# Assemblies

Components that aggregate several joints for analytic loop handling

# Package Contents

 JointUPS Universal - prismatic - spherical joint aggregation (no constraints, no potential states) JointUSR Universal - spherical - revolute joint aggregation (no constraints, no potential states) JointUSP Universal - spherical - prismatic joint aggregation (no constraints, no potential states) JointSSR Spherical - spherical - revolute joint aggregation with mass (no constraints, no potential states) JointSSP Spherical - spherical - prismatic joint aggregation with mass (no constraints, no potential states) JointRRR Planar revolute - revolute - revolute joint aggregation (no constraints, no potential states) JointRRP Planar revolute - revolute - prismatic joint aggregation (no constraints, no potential states)

# Information

This information is part of the Modelica Standard Library maintained by the Modelica Association.

The joints in this package are mainly designed to be used in kinematic loop structures. Every component consists of 3 elementary joints. These joints are combined in such a way that the kinematics of the 3 joints between frame_a and frame_b are computed from the movement of frame_a and frame_b, i.e., there are no constraints between frame_a and frame_b. This requires to solve a non-linear system of equations which is performed analytically (i.e., when a mathematical solution exists, it is computed efficiently and reliably). A detailed description how to use these joints is provided in MultiBody.UsersGuide.Tutorial.LoopStructures.AnalyticLoopHandling.

The assembly joints in this package are named JointXYZ where XYZ are the first letters of the elementary joints used in the component, in particular:

 P Prismatic joint R Revolute joint S Spherical joint U Universal joint

For example, JointUSR is an assembly joint consisting of a universal, a spherical and a revolute joint.

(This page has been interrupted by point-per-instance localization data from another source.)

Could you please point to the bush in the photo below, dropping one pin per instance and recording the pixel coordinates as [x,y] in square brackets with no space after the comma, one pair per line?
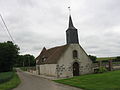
[6,76]
[102,69]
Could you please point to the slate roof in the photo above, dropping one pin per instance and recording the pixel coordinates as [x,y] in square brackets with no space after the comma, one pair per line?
[52,55]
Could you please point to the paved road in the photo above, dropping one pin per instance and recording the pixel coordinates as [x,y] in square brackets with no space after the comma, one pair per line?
[31,82]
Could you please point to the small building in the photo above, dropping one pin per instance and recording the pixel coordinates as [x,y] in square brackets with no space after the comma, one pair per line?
[65,61]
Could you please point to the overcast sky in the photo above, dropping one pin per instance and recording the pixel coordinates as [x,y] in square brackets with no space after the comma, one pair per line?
[38,23]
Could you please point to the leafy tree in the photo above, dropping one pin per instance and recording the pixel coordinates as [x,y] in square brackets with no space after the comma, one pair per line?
[93,58]
[25,60]
[8,54]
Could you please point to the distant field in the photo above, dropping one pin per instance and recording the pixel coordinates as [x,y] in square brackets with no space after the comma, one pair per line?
[105,58]
[11,83]
[104,81]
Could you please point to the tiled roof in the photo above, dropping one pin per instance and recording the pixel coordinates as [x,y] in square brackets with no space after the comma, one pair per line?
[51,55]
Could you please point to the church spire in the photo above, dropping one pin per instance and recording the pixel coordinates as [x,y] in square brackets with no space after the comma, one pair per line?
[71,32]
[70,20]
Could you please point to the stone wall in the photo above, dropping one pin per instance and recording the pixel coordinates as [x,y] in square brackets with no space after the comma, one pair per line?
[65,64]
[48,69]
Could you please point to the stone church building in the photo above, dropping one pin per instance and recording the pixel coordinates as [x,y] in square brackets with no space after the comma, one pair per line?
[65,61]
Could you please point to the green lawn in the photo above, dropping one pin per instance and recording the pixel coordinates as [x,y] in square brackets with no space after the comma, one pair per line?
[12,83]
[104,81]
[105,58]
[23,68]
[5,76]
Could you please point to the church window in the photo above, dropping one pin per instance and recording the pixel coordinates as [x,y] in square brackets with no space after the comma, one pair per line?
[75,54]
[44,59]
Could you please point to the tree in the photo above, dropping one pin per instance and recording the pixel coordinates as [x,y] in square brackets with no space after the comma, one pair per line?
[93,58]
[25,60]
[8,54]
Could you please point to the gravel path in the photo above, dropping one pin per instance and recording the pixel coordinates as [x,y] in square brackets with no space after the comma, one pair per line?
[31,82]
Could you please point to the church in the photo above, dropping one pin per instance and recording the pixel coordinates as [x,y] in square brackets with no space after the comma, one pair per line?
[65,61]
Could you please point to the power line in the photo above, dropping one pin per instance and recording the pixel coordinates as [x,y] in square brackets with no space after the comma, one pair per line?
[7,28]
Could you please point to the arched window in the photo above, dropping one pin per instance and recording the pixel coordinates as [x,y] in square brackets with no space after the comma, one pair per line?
[75,54]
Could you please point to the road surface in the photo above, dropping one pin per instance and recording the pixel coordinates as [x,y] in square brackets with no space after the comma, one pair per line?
[32,82]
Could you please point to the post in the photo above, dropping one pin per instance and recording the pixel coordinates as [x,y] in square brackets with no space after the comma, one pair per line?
[110,65]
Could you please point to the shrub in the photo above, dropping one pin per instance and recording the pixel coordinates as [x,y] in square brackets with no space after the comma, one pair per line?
[6,76]
[102,69]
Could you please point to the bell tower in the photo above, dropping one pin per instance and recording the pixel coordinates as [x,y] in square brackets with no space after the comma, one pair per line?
[71,33]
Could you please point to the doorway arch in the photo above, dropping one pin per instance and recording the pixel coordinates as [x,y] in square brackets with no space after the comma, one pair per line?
[75,69]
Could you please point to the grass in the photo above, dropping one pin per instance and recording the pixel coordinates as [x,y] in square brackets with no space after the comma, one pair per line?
[23,68]
[5,76]
[104,81]
[105,58]
[10,84]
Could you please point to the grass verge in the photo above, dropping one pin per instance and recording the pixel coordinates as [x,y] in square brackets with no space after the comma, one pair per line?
[12,83]
[5,76]
[104,81]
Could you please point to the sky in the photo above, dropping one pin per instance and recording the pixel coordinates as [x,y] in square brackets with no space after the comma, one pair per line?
[34,24]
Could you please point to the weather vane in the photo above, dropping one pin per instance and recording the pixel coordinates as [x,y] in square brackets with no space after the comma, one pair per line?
[69,10]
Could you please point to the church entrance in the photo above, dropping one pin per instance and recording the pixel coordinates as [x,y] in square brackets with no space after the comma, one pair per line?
[75,69]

This package contains the following models:

#### Content

ModelDescription
JointUPS Universal - prismatic - spherical joint aggregation
JointUSR Universal - spherical - revolute joint aggregation
JointUSP Universal - spherical - prismatic joint aggregation
JointSSR Spherical - spherical - revolute joint aggregation with an optional mass point at the rod connecting the two spherical joints
JointSSP Spherical - spherical - prismatic joint aggregation with an optional mass point at the rod connecting the two spherical joints
JointRRR Revolute - revolute - revolute joint aggregation for planar loops
JointRRP Revolute - revolute - prismatic joint aggregation for planar loops

Note, no component of this package has potential states, since the components are designed in such a way that the generalized coordinates of the used elementary joints are computed from the frame_a and frame_b coordinates. Still, it is possible to use the components in a tree structure. In this case states are selected from bodies that are connected to the frame_a or frame_b side of the component. In most cases this gives a less efficient solution, as if elementary joints of package Modelica.Mechanics.MultiBody.Joints would be used directly.

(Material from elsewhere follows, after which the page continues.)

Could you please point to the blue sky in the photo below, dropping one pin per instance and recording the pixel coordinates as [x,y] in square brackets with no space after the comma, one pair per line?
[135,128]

The analytic handling of kinematic loops by using joint aggregations with 6 degrees of freedom as provided in this package, is a new methodology. It is based on a more general method for solving non-linear equations of kinematic loops developed by Woernle and Hiller. An automatic application of this more general method is difficult, and a manual application is only suited for specialists in this field. The method introduced here is a compromise: It can be quite easily applied by an end user, but for a smaller class of kinematic loops. The method of the "characteristic pair of joints" from Woernle and Hiller is described in:

Woernle C.:
Ein systematisches Verfahren zur Aufstellung der geometrischen Schliessbedingungen in kinematischen Schleifen mit Anwendung bei der Rückwärtstransformation für Industrieroboter.
Fortschritt-Berichte VDI, Reihe 18, Nr. 59, Duesseldorf: VDI-Verlag 1988, ISBN 3-18-145918-6.

Hiller M., and Woernle C.:
A Systematic Approach for Solving the Inverse Kinematic Problem of Robot Manipulators.
Proceedings 7th World Congress Th. Mach. Mech., Sevilla 1987.